Several commissioners said they were “torn,” “split” or “conflicted” in the decision. The 10 commissioners voting in favor of the 90-day delay cited more time needed to educate voters and hold public referendums (there were four public hearings held by the commission for the city council amendment and a charter commission alternative), examining the legality, avoiding a “reactive” decision to a tragedy, and calling out the lack of engagement with Black activists and community leaders who have been speaking out about the future of police.

“If our goal is to transform a failed system and a failed department, let’s do it thoughtfully, and create a system that has the greatest likelihood of being a successful new paradigm for public safety,” Commissioner Peter Ginder said.

At a rally in early June at Powderhorn Park, councilmembers passionately stated their desire for a new model of policing, led by Councilmembers Jeremiah Ellison, Steve Fletcher, Alondra Cano, Cam Gordon and Lisa Bender. They hailed it as the first step toward transformational change within MPD and the nature of policing in the wake of the death of George Floyd with the world’s eyes on Minneapolis and how the city responded.

“There are a lot of big ideas being discussed, many of which are somewhat contradictory and we’re going to have to make decisions,” Fletcher said in a June meeting. “I want to be clear that if we wanted to pursue a Camden (N.J.)-style restart, as many have said, we need a charter change. If we want to abolish the police, as some are calling for, we need a charter change. If we want to create a more balanced department that relies less on police but maintains a police force, we need a charter change.”

Mayor Jacob Frey opposed the measure as too broad and has said he does not support abolishing police.

Those who voted against the delay said it was their responsibility to submit a recommendation and allow the voters to decide. 

“I hope there’s a plan out there to get us to either approve, reject or offer an alternative, because our role here is not to safeguard the city council amendment from the charter,” Commissioner Al Giraud-Isaacson said. “That’s not our role the way I see it.”

“It’s perfectly true we lack sufficient information to make an informed decision about the amendment, but an extension to consider it will not help us fill in any crucial missing pieces and will simply be to stall it so it won’t end up on the ballot,” Commissioner Andrea Rubenstein said.

In a series of tweets, council President Lisa Bender wrote the vote was “disappointing and creates barriers to change but it will not stop our work to re-imagine public safety in Minneapolis.” She criticized the “apolitical” description of the body.

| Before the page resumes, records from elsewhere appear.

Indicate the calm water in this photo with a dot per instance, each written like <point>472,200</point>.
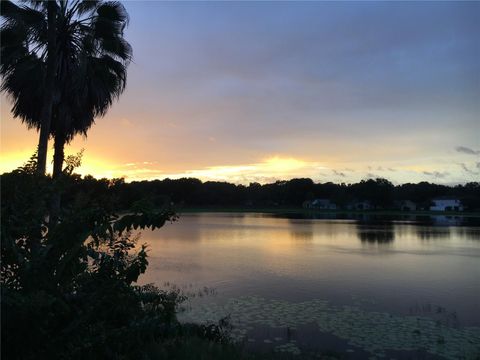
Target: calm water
<point>273,268</point>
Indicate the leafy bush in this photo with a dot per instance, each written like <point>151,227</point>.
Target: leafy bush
<point>68,281</point>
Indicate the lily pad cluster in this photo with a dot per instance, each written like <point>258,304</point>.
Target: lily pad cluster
<point>374,332</point>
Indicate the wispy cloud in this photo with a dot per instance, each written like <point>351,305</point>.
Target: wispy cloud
<point>338,173</point>
<point>436,174</point>
<point>467,150</point>
<point>468,170</point>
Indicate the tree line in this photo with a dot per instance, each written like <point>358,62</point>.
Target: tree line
<point>192,192</point>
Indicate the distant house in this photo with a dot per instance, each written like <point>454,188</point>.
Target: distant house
<point>321,204</point>
<point>360,205</point>
<point>446,204</point>
<point>406,205</point>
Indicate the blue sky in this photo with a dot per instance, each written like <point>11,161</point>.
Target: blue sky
<point>255,91</point>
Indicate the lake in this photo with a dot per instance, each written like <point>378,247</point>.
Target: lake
<point>355,288</point>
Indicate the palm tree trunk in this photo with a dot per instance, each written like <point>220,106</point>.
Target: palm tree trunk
<point>49,88</point>
<point>59,155</point>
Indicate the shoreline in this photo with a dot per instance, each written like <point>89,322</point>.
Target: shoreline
<point>290,210</point>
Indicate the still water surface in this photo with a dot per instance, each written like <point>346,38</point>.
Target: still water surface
<point>288,264</point>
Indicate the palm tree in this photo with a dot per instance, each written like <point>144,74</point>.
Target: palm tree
<point>28,38</point>
<point>91,61</point>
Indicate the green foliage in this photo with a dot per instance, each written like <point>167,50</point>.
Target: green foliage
<point>69,285</point>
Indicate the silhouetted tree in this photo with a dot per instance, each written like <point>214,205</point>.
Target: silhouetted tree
<point>28,65</point>
<point>89,66</point>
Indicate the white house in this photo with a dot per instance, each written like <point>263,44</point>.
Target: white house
<point>323,204</point>
<point>446,204</point>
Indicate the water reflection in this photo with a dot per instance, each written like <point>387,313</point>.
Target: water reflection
<point>380,234</point>
<point>298,259</point>
<point>432,233</point>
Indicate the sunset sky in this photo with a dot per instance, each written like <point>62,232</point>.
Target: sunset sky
<point>260,91</point>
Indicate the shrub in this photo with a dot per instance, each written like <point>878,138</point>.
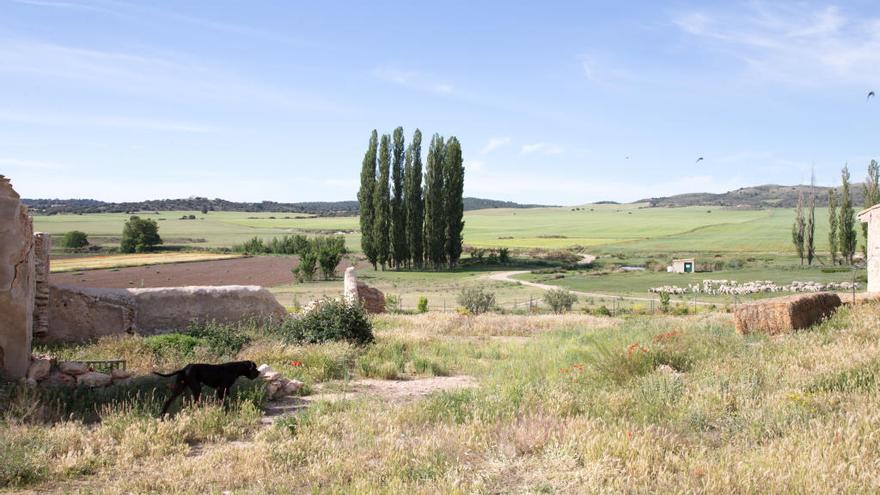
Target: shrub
<point>329,320</point>
<point>139,235</point>
<point>221,340</point>
<point>560,300</point>
<point>172,343</point>
<point>74,239</point>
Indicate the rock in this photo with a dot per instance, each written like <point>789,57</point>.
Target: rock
<point>118,374</point>
<point>292,387</point>
<point>58,379</point>
<point>42,246</point>
<point>371,298</point>
<point>93,379</point>
<point>17,283</point>
<point>39,369</point>
<point>271,376</point>
<point>73,368</point>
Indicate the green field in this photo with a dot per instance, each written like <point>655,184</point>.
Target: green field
<point>602,228</point>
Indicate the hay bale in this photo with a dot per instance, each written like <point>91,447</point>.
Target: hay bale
<point>784,314</point>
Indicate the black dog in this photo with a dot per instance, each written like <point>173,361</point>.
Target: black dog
<point>220,377</point>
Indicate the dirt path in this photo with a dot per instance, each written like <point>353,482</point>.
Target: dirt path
<point>395,391</point>
<point>587,259</point>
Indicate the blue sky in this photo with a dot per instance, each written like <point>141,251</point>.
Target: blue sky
<point>123,100</point>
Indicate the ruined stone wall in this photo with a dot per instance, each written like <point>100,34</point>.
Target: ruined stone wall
<point>42,246</point>
<point>17,283</point>
<point>78,313</point>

“It is not our legacy to use bureaucratic processes to circumvent the people in an attempt to 'protect' voters from themselves,” Ellison said in a statement. “That is not democracy. In a democracy, the people decide. But I guess today the Charter Commission decided otherwise.”

Optimism that the amendment would be on the ballot deflated when last week the commission voted 8-6 to block a more narrow recommendation by Commissioner Giraud-Isaacson to remove the minimum staffing requirement for MPD, something that’s been in the charter for about 60 years as a result of influence by the police union.

The council and commissioner were working on an expedited timeline to reach the deadline for the November ballot.